When I climb out of the pool, he’s looking away, smiling with a mom who just got foot-checked by her overly enthusiastic toddler. A moment ago, it was just us—the way I like it. As if Tav knows the sight of a mother and child’ll be a trigger, she chooses that moment to look over, but I play it off.

It’s the one downside to Ren faire season returning. Knowing Mom won’t. Most years it’s a passing acknowledgment. Just the truth, crappy but not crippling. This year feels different.

Tavia’s not in the lobby when I’m done showering, so I double back through the locker room and find her standing in a corner on the far side of the pool. For a moment, I think maybe she finally heard something in the water. I don’t know exactly what she’s been doing the last few times she’s come with me to the pool; I’m not a siren. I just know what I pick up from Tav, and she’s not totally sure she knows how this whole searching-for-siren-gramma ritual is supposed to work. All I know right now is that she looks more traumatized than victorious. Like, even before I get to her, I can tell something’s really wrong. She might be trying to become the wall, the way she’s pressed into it.

“They said she was like me,” Tavia signs when I get closer.

When she defaults to ASL, I know there’s a problem. It means her siren call is close to sliding free—or she’s afraid it is, anyway. It means the safest thing for her to do is not to speak. When that happens, I try not to speak either; we sign. I’ve got my swim bag in one hand, and the other one’s still checking that all my twists are safely bound inside my wrap and completely out of sight, so I have to respond out loud.

“What?” I ask, and even though it isn’t my voice that has power, the sound of it makes Tavia shiver and she waves me even closer.

“They said she was like me,” she signs again, and when she swallows I can’t help but remember how she said it feels when she’s scared to speak out loud.

The inside of her throat must be burning. It must feel tight and tense, like a rubber band stretched too far. She told me once that it’s like choking on a rock of fire that refuses to melt down, and that must be why she’s teary-eyed.

“Who did?” I ask when my hands are free, but I mouth it too, the way I do at the Renaissance faire when me and the few other cosplay mermaids are in our tanks.

Tav reaches out and pulls me in before spelling Rhoda’s name against my chest.

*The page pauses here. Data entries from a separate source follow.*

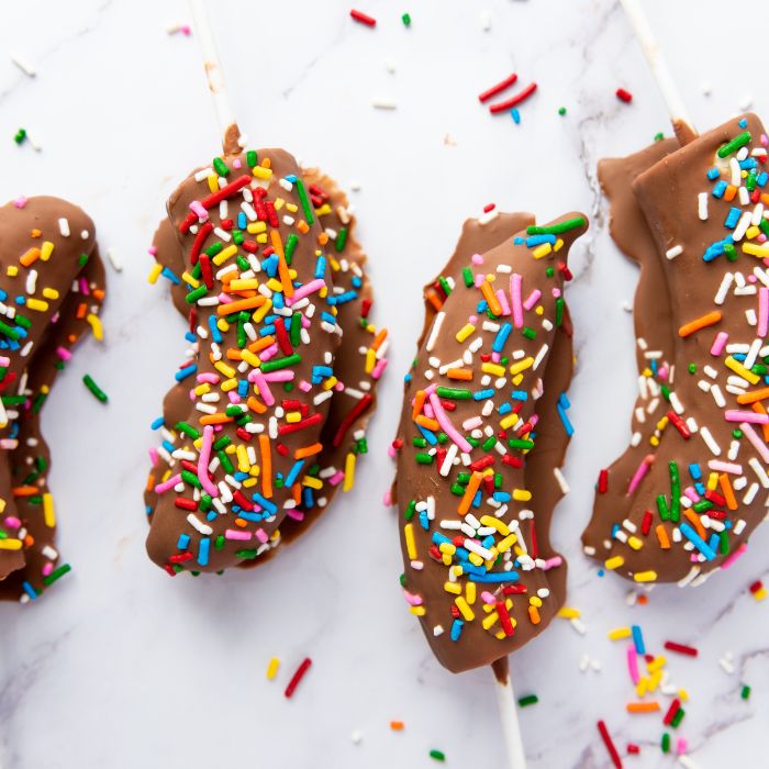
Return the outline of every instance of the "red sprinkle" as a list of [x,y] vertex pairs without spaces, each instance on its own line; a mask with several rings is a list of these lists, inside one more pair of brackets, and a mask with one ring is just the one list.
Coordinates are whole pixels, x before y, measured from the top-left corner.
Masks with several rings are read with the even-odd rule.
[[678,651],[678,654],[686,654],[689,657],[696,657],[700,654],[693,646],[677,644],[675,640],[666,640],[665,648],[668,649],[668,651]]
[[525,101],[528,99],[534,91],[537,89],[537,83],[532,82],[526,88],[524,88],[520,93],[516,93],[512,99],[508,99],[508,101],[500,101],[499,104],[492,104],[489,108],[489,112],[491,112],[492,115],[499,114],[500,112],[506,112],[508,110],[511,110],[513,107],[520,104],[522,101]]
[[504,78],[504,80],[502,80],[501,82],[498,82],[495,86],[492,86],[488,91],[483,91],[478,97],[478,101],[480,101],[482,104],[484,101],[491,99],[492,96],[497,96],[498,93],[501,93],[505,88],[510,88],[517,79],[519,76],[515,73],[513,73],[509,77]]
[[361,13],[360,11],[356,11],[355,9],[353,9],[349,12],[349,15],[353,16],[353,19],[355,19],[355,21],[360,22],[361,24],[366,24],[366,26],[376,26],[377,25],[376,19],[367,15],[366,13]]
[[620,754],[616,751],[616,747],[614,747],[614,742],[612,740],[609,729],[606,728],[606,724],[604,724],[603,721],[598,722],[598,731],[601,733],[603,744],[606,746],[612,764],[616,767],[616,769],[622,769],[622,759],[620,758]]
[[304,673],[310,669],[310,666],[312,665],[312,660],[310,657],[305,657],[302,660],[302,664],[297,668],[297,672],[291,676],[291,680],[289,681],[288,687],[286,687],[286,691],[283,692],[287,698],[290,698],[297,687],[299,686],[299,682],[304,678]]

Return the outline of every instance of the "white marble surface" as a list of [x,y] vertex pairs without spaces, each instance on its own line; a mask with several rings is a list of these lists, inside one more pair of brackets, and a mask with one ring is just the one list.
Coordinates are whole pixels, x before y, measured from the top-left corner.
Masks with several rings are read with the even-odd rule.
[[[578,544],[598,469],[628,438],[634,398],[632,317],[622,304],[632,300],[636,271],[609,238],[595,164],[666,127],[618,3],[360,0],[379,19],[374,31],[349,20],[346,0],[210,5],[220,41],[237,35],[238,51],[223,45],[223,59],[253,145],[283,145],[345,185],[361,185],[354,199],[377,320],[393,339],[371,454],[356,489],[257,571],[170,580],[149,564],[141,500],[149,423],[183,343],[167,289],[146,282],[146,247],[175,181],[216,149],[198,48],[165,31],[189,21],[180,0],[2,3],[0,194],[81,203],[125,267],[109,276],[107,344],[78,350],[46,406],[59,544],[74,571],[35,605],[0,606],[0,766],[428,767],[433,747],[449,766],[502,764],[491,673],[452,676],[432,658],[398,588],[395,525],[380,501],[400,377],[421,325],[419,287],[443,264],[461,221],[489,201],[540,219],[570,209],[592,219],[569,290],[577,432],[565,470],[572,492],[555,531],[570,562],[569,604],[588,632],[558,621],[512,660],[519,693],[539,696],[521,712],[530,765],[608,766],[599,717],[621,748],[643,746],[626,766],[676,764],[658,748],[660,716],[624,711],[633,699],[624,646],[606,632],[631,622],[655,650],[668,637],[701,649],[694,661],[668,655],[675,681],[691,694],[678,732],[696,766],[765,765],[769,601],[757,603],[747,586],[769,573],[769,527],[726,575],[692,592],[658,588],[635,608],[625,603],[628,584],[598,578]],[[766,114],[761,46],[738,34],[729,54],[737,75],[718,64],[727,47],[715,36],[724,13],[729,29],[762,23],[748,21],[760,0],[728,10],[718,0],[647,5],[698,125],[721,122],[751,93]],[[413,18],[408,31],[404,10]],[[11,52],[31,60],[37,77],[21,74]],[[511,69],[521,83],[539,83],[520,126],[492,119],[476,99]],[[632,105],[614,97],[618,86],[635,94]],[[398,109],[372,109],[376,97]],[[41,153],[13,144],[20,125]],[[108,408],[85,391],[86,371],[109,392]],[[733,675],[717,662],[727,650]],[[580,672],[584,654],[600,672]],[[282,666],[269,682],[272,655]],[[312,669],[288,701],[282,689],[305,655]],[[754,686],[747,703],[743,681]],[[402,733],[390,731],[393,718],[405,722]]]

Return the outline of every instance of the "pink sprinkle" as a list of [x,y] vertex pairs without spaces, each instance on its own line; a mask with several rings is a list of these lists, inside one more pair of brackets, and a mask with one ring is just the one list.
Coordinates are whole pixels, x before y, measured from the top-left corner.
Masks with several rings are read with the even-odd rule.
[[241,542],[245,542],[247,539],[250,539],[250,532],[242,532],[242,531],[235,530],[235,528],[227,528],[224,532],[224,538],[225,539],[238,539]]
[[510,297],[513,301],[513,325],[516,328],[523,327],[523,307],[521,305],[521,288],[523,276],[513,272],[510,277]]
[[640,465],[638,465],[638,469],[635,471],[635,475],[633,478],[631,478],[631,484],[627,487],[627,493],[632,494],[636,488],[638,487],[638,483],[644,479],[644,476],[649,471],[649,465],[646,461],[646,459],[642,459]]
[[715,335],[715,338],[713,339],[713,344],[711,345],[711,355],[713,355],[717,358],[724,352],[724,347],[726,347],[726,343],[728,342],[728,338],[729,338],[729,335],[725,331],[720,331]]
[[523,309],[531,310],[539,301],[539,297],[542,297],[542,291],[539,289],[534,289],[534,291],[528,294],[528,298],[523,303]]
[[761,286],[758,289],[758,335],[766,336],[769,326],[769,289]]
[[635,646],[627,647],[627,669],[631,671],[631,680],[637,686],[640,676],[638,675],[638,656],[635,653]]
[[168,491],[168,489],[172,489],[180,480],[181,480],[180,473],[177,473],[176,476],[171,476],[168,480],[163,481],[163,483],[158,483],[155,487],[155,493],[165,494],[166,491]]

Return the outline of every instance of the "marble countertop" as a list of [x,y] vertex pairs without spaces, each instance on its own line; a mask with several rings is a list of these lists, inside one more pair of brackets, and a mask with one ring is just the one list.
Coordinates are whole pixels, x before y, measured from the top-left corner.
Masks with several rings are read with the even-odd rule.
[[[646,5],[696,125],[715,125],[754,97],[766,114],[760,46],[740,42],[738,74],[714,46],[714,32],[725,32],[723,2]],[[635,605],[632,586],[600,578],[579,546],[598,470],[624,448],[635,397],[623,305],[637,272],[609,237],[595,166],[667,129],[618,3],[360,0],[375,30],[355,24],[343,0],[210,7],[219,40],[237,40],[221,46],[222,58],[252,144],[286,146],[360,186],[353,199],[376,321],[392,337],[370,454],[356,488],[258,571],[170,580],[151,565],[141,500],[149,423],[185,345],[167,288],[147,283],[146,248],[175,182],[218,149],[198,46],[166,31],[189,22],[181,0],[3,3],[1,197],[82,204],[123,270],[109,275],[105,344],[81,346],[44,415],[59,545],[74,570],[33,605],[0,606],[0,767],[430,767],[433,748],[448,766],[503,766],[491,673],[453,676],[433,659],[399,590],[395,524],[381,503],[401,376],[422,323],[420,287],[464,219],[490,201],[542,220],[579,209],[592,222],[568,291],[576,435],[565,468],[571,493],[554,534],[586,632],[558,620],[511,660],[517,693],[539,699],[521,711],[530,766],[609,766],[599,718],[623,753],[640,745],[625,766],[677,765],[659,749],[661,716],[625,712],[634,694],[624,645],[606,634],[631,623],[651,650],[668,638],[700,649],[695,660],[667,655],[671,681],[690,694],[673,734],[688,739],[689,766],[758,766],[769,601],[757,602],[748,586],[769,575],[769,526],[725,575],[696,590],[657,588]],[[760,24],[761,9],[759,0],[733,3],[729,25]],[[539,85],[520,125],[477,101],[511,70]],[[617,100],[617,87],[633,92],[631,104]],[[377,99],[397,108],[375,109]],[[13,144],[22,125],[41,152]],[[108,406],[85,390],[85,372],[109,393]],[[722,665],[728,654],[732,665]],[[272,656],[281,667],[268,681]],[[312,668],[287,700],[305,656]],[[754,687],[747,701],[743,683]],[[393,720],[405,728],[391,731]]]

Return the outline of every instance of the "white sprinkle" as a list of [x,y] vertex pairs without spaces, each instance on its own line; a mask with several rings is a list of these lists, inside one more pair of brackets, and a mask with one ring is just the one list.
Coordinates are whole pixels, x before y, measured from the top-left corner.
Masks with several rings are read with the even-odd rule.
[[123,271],[123,265],[122,265],[121,260],[118,258],[118,252],[114,248],[107,249],[107,258],[110,260],[110,264],[112,265],[112,268],[114,269],[115,272]]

When she’s done, she just stares at me with these pleading eyes. Like I’m the strong one. Like she’s not the one teaching me how to keep it together.

Like I haven’t been waiting all day for the right time to tell her I’m having nightmares again. The swim was supposed to give me the courage, because the water’s the only thing that does.

But now Tavia needs me. So I do what I do best; I sputter. I open my mouth and just make generally unintelligible sounds like I sometimes do in class, hoping someone bails me out before I shrivel up and die.

Tavia knows my tricks.

She mouths my name once, then widens her eyes for emphasis—and that’s when I remember who Rhoda Taylor is. That her boyfriend’s going on trial for her murder, and that no one’s ever mentioned her being a siren before. They’ve barely mentioned her at all.

“Is she?” I ask her. Like an idiot.

C’mon, Effie. That is not the point.

I expect Tav to gesture wildly, sign that she doesn’t know or that I’m a jerk for thinking it matters. Instead she does something worse. She deflates, shrugging one shoulder like she doesn’t have the energy to lift both.